Do you know what the saddest thing in life is? The fact that we are our biggest critiques, we are our own bullies, and we are our own Satan.
A lot of the time, the devil is just lazying around, sipping on a cup of tea doing nothing, while we do most of the work for him.
I woke up this morning a little bit drained, uninspired, a bit discouraged about the work I do on my blog which is just a year old now. Through the cause of the year, I have been on and off with my commitment to this site, not because I wasn’t getting any views, I had an average of 60 per day which is great, the first blog I ever had never got a single view till this very day!
In the last quarter of this year, I promised myself that I would break the loop of inconsistency I had formed in following through with set goals and plans. I had promised myself that I would subdue the habit of giving up too soon. I promised I’d learn to give myself a bit more chance and patience, as people tend to give up too soon.
With a bit more commitment, this past two months, I’ve been able to reach hundreds of people, with my views breaking the 1k marker that had seemed so elusive just a couple months back. Nevertheless, the feeling that my work and knowledge are painfully mediocre and I’m just getting lucky with the views still gnaws at me. It is quite easy to believe a result that people who have faithfully been reading, liking or even sharing are just being generous. I find myself wanting to quit.
I came to a realization that most often than not, our fears are frequently more disproportionate to the actual reality.
A more pervasive fact of life is that we often tend not to see our real worth, we do not know how amazing, talented or beautiful we are in reality.
Since we are constantly doubting ourselves, we often aim for too little, we do not see the difference we had made, so we pack our bags and leave too soon in defeat.
Other people see that insecurity, they exploit it. If you do not know your true value, how can you ask for what is rightfully yours in regal confidence? If you do not trust your work and what you present, why should other people do the same? Most people aren’t that generous.
One of my primary goals with my blog is that whenever people visited my website, I want them to find something new each day, I want them to have that “Aha!” Experience,” I didn’t know that” feeling.
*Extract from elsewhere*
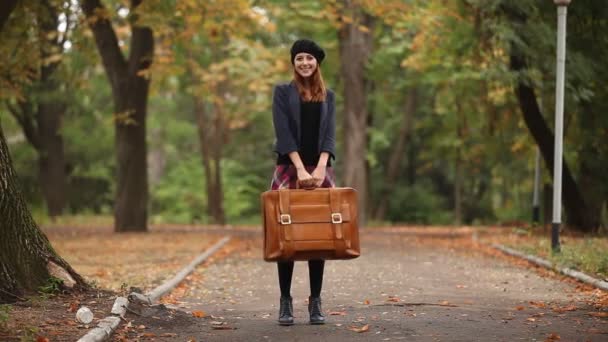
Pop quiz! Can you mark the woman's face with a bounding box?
[293,52,317,78]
Leaving my site a little bit better than they came.
We all have dreams and goals, we are constantly searching for fulfillment. We try to get pumped up every now and then through motivational videos, we resolve to be further disciplined, that’s great! Discipline, you’ll need it as you will not always feel good and confident about your work or self always.
As you begin the new week, keep in mind the words you’ve read today, look into yourself, and be a little bit more honest with yourself. There is a chance that you have been selling yourself short, that you have been brutal with your expectations of yourself and have been impatient.
Learn to give yourself a bit more credit for what you have and have accomplished no matter how little it is in comparison to your expectations and other people’s achievements.
In this new week, dare to believe more than you’d like to.